L’imputation d’actes à une société

La deuxième question sur laquelle la CSC s’est penchée avait trait à l’application de la doctrine de l’attribution d’actes à une société, qui est utilisée pour imputer les actes d’un individu à une société. Dans ce cas, alors que les tiers accusés d’avoir agi en connaissance de cause dans le stratagème frauduleux sont des sociétés, la doctrine de l’attribution des sociétés a été utilisée pour attribuer la connaissance de cause et les actes trompeurs de l’actionnaire à un certain nombre de sociétés visées à l’annexe C, permettant ainsi de procéder au recouvrement.

En 2017, dans le dossier Deloitte & Touche c.
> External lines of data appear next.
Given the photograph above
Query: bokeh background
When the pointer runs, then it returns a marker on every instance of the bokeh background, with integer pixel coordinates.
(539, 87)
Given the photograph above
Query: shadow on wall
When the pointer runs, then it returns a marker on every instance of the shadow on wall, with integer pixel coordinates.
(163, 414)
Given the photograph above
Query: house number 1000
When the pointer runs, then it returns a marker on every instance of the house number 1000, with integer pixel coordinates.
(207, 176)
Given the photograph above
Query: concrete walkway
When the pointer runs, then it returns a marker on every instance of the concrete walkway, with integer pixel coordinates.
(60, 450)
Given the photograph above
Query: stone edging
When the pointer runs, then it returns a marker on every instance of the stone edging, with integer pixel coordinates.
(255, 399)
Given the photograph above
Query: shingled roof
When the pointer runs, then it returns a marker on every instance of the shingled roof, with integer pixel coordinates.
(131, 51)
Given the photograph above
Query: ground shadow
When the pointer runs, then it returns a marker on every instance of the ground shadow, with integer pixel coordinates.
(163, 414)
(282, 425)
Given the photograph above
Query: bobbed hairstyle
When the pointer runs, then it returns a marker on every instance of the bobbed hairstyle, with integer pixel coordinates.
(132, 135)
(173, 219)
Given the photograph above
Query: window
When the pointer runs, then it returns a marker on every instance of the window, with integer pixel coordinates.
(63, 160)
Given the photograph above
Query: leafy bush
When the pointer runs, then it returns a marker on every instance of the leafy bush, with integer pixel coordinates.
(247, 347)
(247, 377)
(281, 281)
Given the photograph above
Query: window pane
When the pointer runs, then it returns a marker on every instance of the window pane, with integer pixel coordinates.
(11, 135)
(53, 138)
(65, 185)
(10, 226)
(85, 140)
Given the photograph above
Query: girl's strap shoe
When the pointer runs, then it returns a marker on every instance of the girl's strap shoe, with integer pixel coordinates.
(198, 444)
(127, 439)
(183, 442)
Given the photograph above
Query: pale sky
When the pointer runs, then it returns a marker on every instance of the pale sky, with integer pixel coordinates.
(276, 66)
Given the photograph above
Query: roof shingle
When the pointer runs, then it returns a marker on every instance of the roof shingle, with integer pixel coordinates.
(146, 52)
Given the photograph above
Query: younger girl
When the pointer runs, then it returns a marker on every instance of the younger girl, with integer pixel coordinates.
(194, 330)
Livent Inc. (Séquestre de), la CSC a affirmé que la doctrine s’appliquait lorsque l’acte commis par l’âme dirigeante de la société a) entrait dans le domaine d’attribution de ses fonctions; b) n’était pas complètement frauduleux envers la compagnie; et c) avait en partie pour but ou pour conséquence de procurer un avantage à la compagnie. La CSC a commenté ce critère dans l’affaire Livent, concluant que même s’il fournissait une base suffisante pour attribuer les actes d’une âme dirigeante à une société, il ne s’agissait pas du critère définitif nécessaire et que les tribunaux devaient conserver leur pouvoir discrétionnaire et se retenir de l’appliquer lorsqu’il ne serait pas dans l’intérêt public de le faire.

Les juges majoritaires de la Cour d’appel ont conclu que les facteurs dans les parties b) et (c) du critère peuvent être abordés de manière plus souple dans le cadre de vastes fraudes complexes multiparties et multisociétés. Ces derniers ont aussi jugé qu’il n’était pas nécessaire pour un demandeur de prouver les avantages retirés par chaque société dans un stratagème frauduleux.

Les juges majoritaires de la Cour d’appel ont de plus conclu que même si les fonds des sociétés visées à l’annexe B ne pouvaient être retracés directement aux sociétés visées à l’annexe C, les sociétés visées à l’annexe C n’étaient pas elles-mêmes des victimes de la fraude parce qu’elles n’ont pas été complètement escroquées et ont bénéficié, du moins en partie, du stratagème frauduleux.

La CSC a rejeté cette analyse, adoptant plutôt l’opinion dissidente de la juge van Rensburg, qui qualifiait les deux groupes de sociétés d’investissement comme étant dans une situation similaire, étant donné que tous deux avaient été victimes de la fraude. En outre, l’opinion dissidente aurait appliqué une interprétation stricte du critère Livent, soit que « l’aide en connaissance de cause dans la violation d’une obligation fiduciaire est un manquement grave qui exige du participant qu’il en ait une connaissance réelle et non pas présumée » [Traduction], et les investisseurs des sociétés visées à l’annexe C n’étaient pas au courant du stratagème frauduleux. Dans sa courte décision, la CSC semblait rejeter la suggestion qu’une « approche flexible » puisse être adoptée envers le critère d’imputation d’actes à une société.

Commentaire

Le fait que la CSC ait adopté l’opinion dissidente est un rejet clair de l’assouplissement des exigences de la Cour d’appel de l’Ontario pour établir la responsabilité pour aide en connaissance de cause, et confirme ainsi que le recouvrement à l’encontre de tous types de parties, y compris celles qui sont accessoirement liées à un stratagème frauduleux, ne sera probablement pas disponible.

Cette décision aidera à éviter les situations dans le cadre desquelles des victimes d’une fraude multi-parties sont placées dans la situation d’avoir à s’accuser mutuellement de responsabilité pour aide en connaissance de cause, même s’il ne s’agit que d’une aide passive. Cela permettra aux demandeurs de travailler de concert pour démasquer le stratagème frauduleux et maximiser le recouvrement final, plutôt que de se concentrer sur leurs propres pertes uniquement. Les victimes de fraudes pourront se concentrer sur des stratégies pour faire progresser les demandes touchant des fraudes axées sur les actuels participants à la fraude et le stratagème frauduleux, plutôt que d’essayer de faire accuser des parties qui n’étaient peut-être pas au courant de la fraude.